17 mars 2006

L'ambassadeur ne vous dérangera pas pour vous dire ce qu'il a mangé ce midi (Lpc #1)

...ou qu'il est allé au gym, ou au lac, ou que la voisine est venue emprunter du sucre et mautadine que sa robe fait cheap.

Il y a de fortes chances que vous ne vous intéressez en aucune façon à ces trivialités. En fait, si ce n'est pas le cas, la pathologie est toute vôtre (pour faire changement), et je ne suis pas certain de vouloir l'encourager.


Cela étant dit, vous devez savoir que j'ai acheté du "tost jambonu" l'autre jour, littéralement du "jambon à toast". Ça n'a rien à voir avec du pain grillé, et ça n'a rien à voir avec du vrai jambon. Quand on parle de "tost" par ici, il est plutôt question d'un genre de grilled-cheese (parfois avec de la charcuterie) cuit dans un four à panini.
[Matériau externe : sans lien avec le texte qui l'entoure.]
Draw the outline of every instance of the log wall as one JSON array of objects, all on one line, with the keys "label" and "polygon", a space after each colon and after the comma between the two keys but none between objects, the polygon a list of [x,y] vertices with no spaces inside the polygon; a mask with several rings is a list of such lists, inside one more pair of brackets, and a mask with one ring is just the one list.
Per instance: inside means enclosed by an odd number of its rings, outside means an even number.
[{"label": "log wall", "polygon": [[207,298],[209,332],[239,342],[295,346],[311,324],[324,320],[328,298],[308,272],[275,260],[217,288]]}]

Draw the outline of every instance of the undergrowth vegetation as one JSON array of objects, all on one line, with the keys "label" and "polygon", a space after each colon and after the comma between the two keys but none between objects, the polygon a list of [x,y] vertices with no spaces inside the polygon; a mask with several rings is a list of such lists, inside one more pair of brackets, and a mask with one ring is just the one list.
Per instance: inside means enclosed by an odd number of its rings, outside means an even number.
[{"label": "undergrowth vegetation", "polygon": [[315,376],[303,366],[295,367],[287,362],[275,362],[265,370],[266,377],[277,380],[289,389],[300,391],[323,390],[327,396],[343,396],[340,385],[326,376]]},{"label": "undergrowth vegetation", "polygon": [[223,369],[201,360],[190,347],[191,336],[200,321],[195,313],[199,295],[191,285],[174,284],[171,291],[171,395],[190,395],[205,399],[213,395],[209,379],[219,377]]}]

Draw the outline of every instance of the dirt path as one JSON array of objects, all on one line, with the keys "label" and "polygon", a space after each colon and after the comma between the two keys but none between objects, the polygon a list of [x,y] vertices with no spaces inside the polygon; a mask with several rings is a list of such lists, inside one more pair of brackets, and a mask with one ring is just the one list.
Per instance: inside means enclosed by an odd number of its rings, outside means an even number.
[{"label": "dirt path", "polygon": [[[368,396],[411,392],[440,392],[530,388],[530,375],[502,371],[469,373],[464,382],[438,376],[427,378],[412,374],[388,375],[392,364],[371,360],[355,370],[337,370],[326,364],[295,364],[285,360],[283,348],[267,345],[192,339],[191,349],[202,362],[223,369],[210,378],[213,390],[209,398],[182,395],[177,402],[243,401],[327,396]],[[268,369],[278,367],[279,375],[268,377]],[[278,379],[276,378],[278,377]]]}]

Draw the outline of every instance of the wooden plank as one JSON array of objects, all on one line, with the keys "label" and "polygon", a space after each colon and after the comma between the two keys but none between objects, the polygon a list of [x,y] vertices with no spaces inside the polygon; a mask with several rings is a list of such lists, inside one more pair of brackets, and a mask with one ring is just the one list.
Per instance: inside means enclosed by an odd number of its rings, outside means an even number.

C'est probablement la forme de fast-food la plus courante dans la Turquie urbaine. Quant au jambon, ce serait un peu difficile dans un pays musulman. En fait, le mot "jambon" en turc est habituellement suivi de l'origine de la viande, la plupart du temps du boeuf, mais parfois de la dinde ou autre. Ça ressemble à du jambon, mais c'est pas mal moins péché.

C'est fascinant de voir à quel point la diffusion des traditions culinaires diverge parfois de la diffusion du vocabulaire culinaire. On boit ici du café turc, mais vous obtiendrez la même chose dans un restaurant grec de Montréal en demandant une "café grec", voire "byzantin" (quand même un comble, compte tenu que l'empire byzantin n'a jamais bu une seule goutte de café). De la même manière, le plus ancien dictionnaire turc (écrit au 11e siècle) fait mention d'une soupe nommée "tutmaç". Le même nom sert à désigner diverses recettes traditionnelles dans diverses régions de la Turquie, dont le contenu est immensément variable, incluant certains desserts.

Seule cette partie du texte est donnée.